For these essential services to survive and thrive, their freedom to be different–to be authentic expressions of one or another religious commitment to service, to maintain a particular identity, to embody a specific vision of how best to help–must be protected.
Candidates for public office should speak up unequivocally on behalf of these faith-based service providers and their religious freedom. They should explicitly affirm policies that support the freedom of faith-based service providers and their ability to serve their neighbors in their distinctive faith-shaped ways.
- Faith-based service organizations serve the public good, which is diverse, and they do not serve only within the religions that inspire and shape them.
- The freedom of faith-based service organizations–their distinctive identities, internal practices, and ways of serving–is protected by the Constitution, including the freedoms of religion, speech, and association, and by multiple statutes, including the 1964 Civil Rights Act and the Religious Freedom Restoration Act of 1993.
- Freedom of religion is not limited to the freedom to worship and believe. It protects the exercise of religion individually but also through organizations, and not only the conduct of religious ritual but also the religious exercise of serving other people, including people of other faiths.
- Government must not penalize as discriminatory different ways of contributing to the common good. The rights of everyone are best secured by ensuring the freedom to form and choose diverse organizations rather than by forcing every group to serve everyone.
- Faith-based organizations, whether or not they accept government funds, must be free to consider religion when making hiring decisions, determining employee benefits, and selecting their leadership, as well as in decisions about what services to offer the public.
- For the sake of the needy and a flourishing society, it is essential for government to protect, not constrain, the freedoms of faith-based service organizations.

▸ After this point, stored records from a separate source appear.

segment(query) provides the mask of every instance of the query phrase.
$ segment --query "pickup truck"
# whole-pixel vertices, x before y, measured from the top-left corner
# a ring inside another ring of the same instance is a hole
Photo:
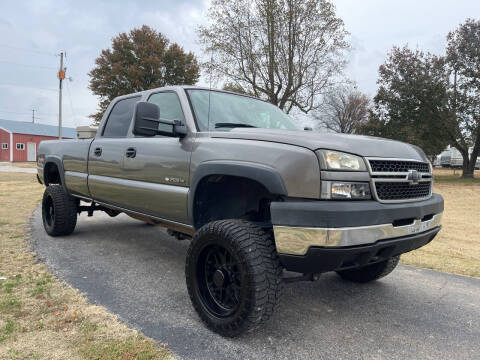
[[[37,167],[51,236],[104,211],[190,239],[193,307],[229,337],[271,317],[285,282],[389,274],[443,213],[417,146],[306,131],[267,102],[192,86],[114,99],[94,138],[42,142]]]

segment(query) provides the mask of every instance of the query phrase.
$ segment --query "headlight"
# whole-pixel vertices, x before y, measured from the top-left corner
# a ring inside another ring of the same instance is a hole
[[[322,199],[368,200],[372,198],[369,183],[322,181]]]
[[[360,156],[332,150],[322,150],[320,154],[327,170],[367,171]]]

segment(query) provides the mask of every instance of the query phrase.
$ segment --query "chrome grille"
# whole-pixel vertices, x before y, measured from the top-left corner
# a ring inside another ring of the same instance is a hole
[[[432,195],[428,162],[409,159],[369,158],[373,194],[380,202],[408,202]]]

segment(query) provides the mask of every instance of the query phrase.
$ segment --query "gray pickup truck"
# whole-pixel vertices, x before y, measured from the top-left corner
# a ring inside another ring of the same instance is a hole
[[[225,91],[118,97],[94,138],[42,142],[37,165],[51,236],[99,210],[191,239],[191,301],[224,336],[266,321],[285,282],[379,279],[441,228],[420,148],[300,130],[277,107]]]

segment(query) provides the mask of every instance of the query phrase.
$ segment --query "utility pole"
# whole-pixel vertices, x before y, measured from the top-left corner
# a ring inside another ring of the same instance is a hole
[[[35,109],[32,109],[32,124],[35,124]]]
[[[58,70],[58,138],[62,138],[62,81],[65,79],[65,68],[63,67],[63,51],[60,53],[60,69]]]

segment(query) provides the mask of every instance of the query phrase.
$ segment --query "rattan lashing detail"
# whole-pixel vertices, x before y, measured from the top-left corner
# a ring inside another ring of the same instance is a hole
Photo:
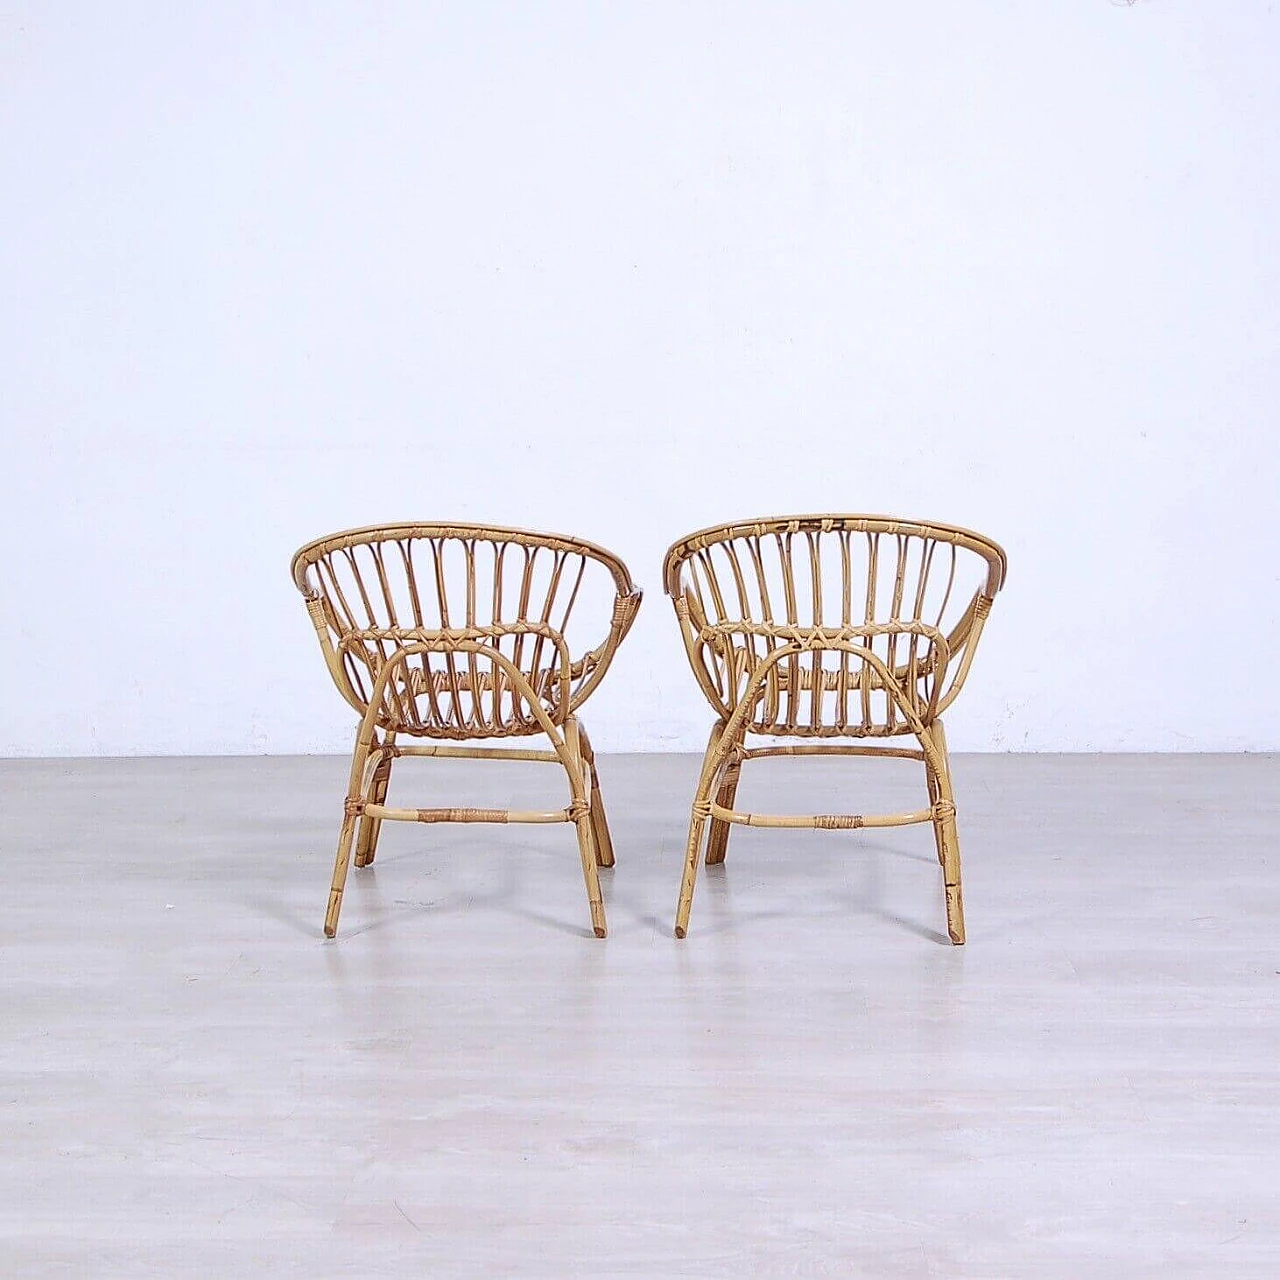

Even-especially-in a time of extreme budgetary stress, government and the public should support the financial tools that undergird our thriving civil society with its diverse ways of serving the community: tax incentives for charitable contributions, reduced rates for nonprofit mailings, tax exemption for all legitimate charities, and government funding (via contracts, grants, cooperative agreements, or vouchers) for essential social services provided through diverse service providers, both religious and secular.